In a tape of her police interrogation, she describes herself as a housewife who earns a little money on the side "selling clothes and renting houses." When asked why she had been arrested, she responded, "Because of an extradition order to the United States." Her life behind bars at the Santa Martha Acatitla women's prison in Mexico City has apparently not been to her liking as she filed a complaint with a Mexico City human rights commission, saying her cell had insects, which she referred to as noxious fauna. She also said the ban on bringing in food from restaurants violated her human rights.

In January 2011 an investigation was launched after a doctor was allowed to enter the prison to give Beltrán a Botox injection treatment, a therapy that is not authorized for inmates. The prison's director and hospital chief were relieved of their duties. All of the drug charges were dropped in early 2011. As of February 2015 Sandra is free according to CNN "Now, after more than seven years behind bars, the woman known as 'The Queen of the Pacific' is free."

===Extradition and deportation===
In June 2012 several Mexican judges ruled out major obstacles to extradite Ávila Beltrán to the United States on cocaine trafficking charges that date back to 2001. Originally, previous requests seeking to extradite Ávila Beltrán had been denied twice by a panel and then by a judge, but Ávila Beltrán had to answer to the charges by the United States for several cocaine shipments seized in Chicago.
On 10 August 2012, Ávila Beltrán was extradited to the United States and flown to Florida to face cocaine possession and trafficking charges. Ávila denied the charges and as part of the plea deal said she provided "financial assistance for travel, lodging, and other expenses" to Espinosa from 2002 to 2004.

On April 23, 2013, Avila Beltran pled guilty to being an accessory after the fact to the crime of drug trafficking, and on July 25 she was sentenced to 70 months in federal prison, with credit for time served.

Avila Beltran was released from the U.S. Bureau of Prisons July 30 and turned over to ICE custody. At that time, she was processed to be administratively deported to Mexico as an aggravated felon, where she was immediately arrested on money laundering charges on 20 August 2013 and was sentenced to five more years in prison and a fine. She was imprisoned at the Federal Social Readaptation Center No. 4 federal prison in Tepic, Nayarit. She was released in 2015 and now lives in the city of Guadalajara. Since her arrest in 2007, she spent a total of seven years in prison, including two years in isolation.

==Popularity==

=== Literature ===
She also published a book, The Queen of the Pacific: Time to Talk, based on a series of prison interviews she gave to Mexican journalist Julio Scherer.

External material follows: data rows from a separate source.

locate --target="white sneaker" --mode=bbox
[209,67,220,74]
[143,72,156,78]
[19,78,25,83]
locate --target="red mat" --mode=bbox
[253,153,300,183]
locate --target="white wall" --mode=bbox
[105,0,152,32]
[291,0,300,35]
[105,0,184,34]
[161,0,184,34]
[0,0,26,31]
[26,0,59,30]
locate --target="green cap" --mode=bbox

Arturo Pérez-Reverte, author of the book The Queen of the South (2002), stated that the story of his heroine Teresa Mendoza is partly based on Sandra Ávila Beltrán's life.

=== Music ===
Los Tucanes de Tijuana wrote a folk ballad that pays homage to Sandra Ávila as "a top lady who is a key part of the business."

Los Tigres del Norte wrote a song called "La Reina del Sur", based on the story of Teresa Mendoza, the fictional drug lord in La Reina del Sur by Arturo Pérez-Reverte.

Los Tucanes de Tijuana wrote a song called "La Señora de Acero", based on the story of Sara Aguilar, the fictional drug lord in Señora Acero by Telemundo.

=== Television ===
- In the second season of the TV Series El cartel, Ávila is portrayed by the mexican actress Patricia Manterola as the character of Andrea Negrette.
- Isabella Bautista, a character in the Netflix series Narcos: Mexico portrayed by Teresa Ruiz, is loosely based on Ávila.
- Two shows based on the novel La reina del sur by Arturo Pérez-Reverte based on Ávila's life exist: La Reina del Sur and Queen of the South.